N2Remark Code (RARC)Active
Effective 01/01/2000

N2 Remark Code - Treatment Provision Allowance

The N2 remark code indicates that an allowance has been granted based on the plan's provision for the most appropriate course of treatment. This means the payer has determined that the billed service aligns with the treatment guidelines set forth in the plan.

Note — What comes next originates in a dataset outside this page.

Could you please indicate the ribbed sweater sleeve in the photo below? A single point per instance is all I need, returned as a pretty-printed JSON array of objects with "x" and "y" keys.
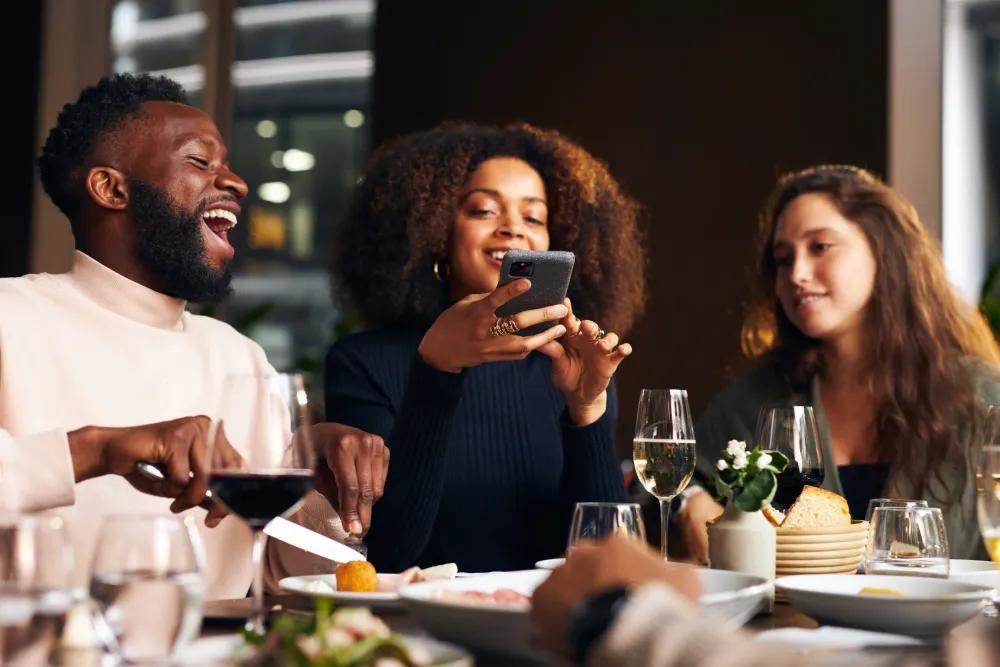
[
  {"x": 590, "y": 468},
  {"x": 417, "y": 437}
]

How It Relates to the Denial

The N2 remark code typically accompanies a Claim Adjustment Reason Code indicating a payment adjustment. The combination signals that the payer acknowledges a claim adjustment but has also confirmed that the service provided was appropriate per the treatment guidelines of the plan.

Common Scenarios

1A provider submits a claim for a surgical procedure, and the remittance shows a partial payment along with a Claim Adjustment Reason Code indicating a reduction in payment due to coverage limits.
→ The presence of the N2 remark code clarifies that the partial allowance was made in accordance with the treatment guidelines of the plan, suggesting the service was deemed appropriate despite the adjustment.
2A claim for physical therapy sessions is submitted, and the remittance reflects a denial for certain sessions but includes a payment for others along with the N2 remark code.
→ In this case, the N2 remark code indicates that the paid sessions were accepted as appropriate treatment under the plan's provisions, even though some sessions were denied.
3A claim for a diagnostic imaging service is billed, and the payer issues a remittance with an adjustment reason for reduced payment, supplemented by the N2 remark code.
→ Here, the N2 remark code points out that the adjustment made was in line with the plan's treatment guidelines, validating the necessity of the service that was billed.

What to Do

  1. Review the Claim Adjustment Reason Code to understand the nature of the adjustment made by the payer.
  2. Confirm that the services provided align with the treatment guidelines of the plan as indicated by the N2 remark.

What to Check

  • The original claim details to verify the services billed against the treatment guidelines of the plan.
  • The payer's policy documents to understand the specific provisions related to the most appropriate course of treatment.
  • The remittance advice to ensure the N2 remark code is paired correctly with the relevant adjustment reason code.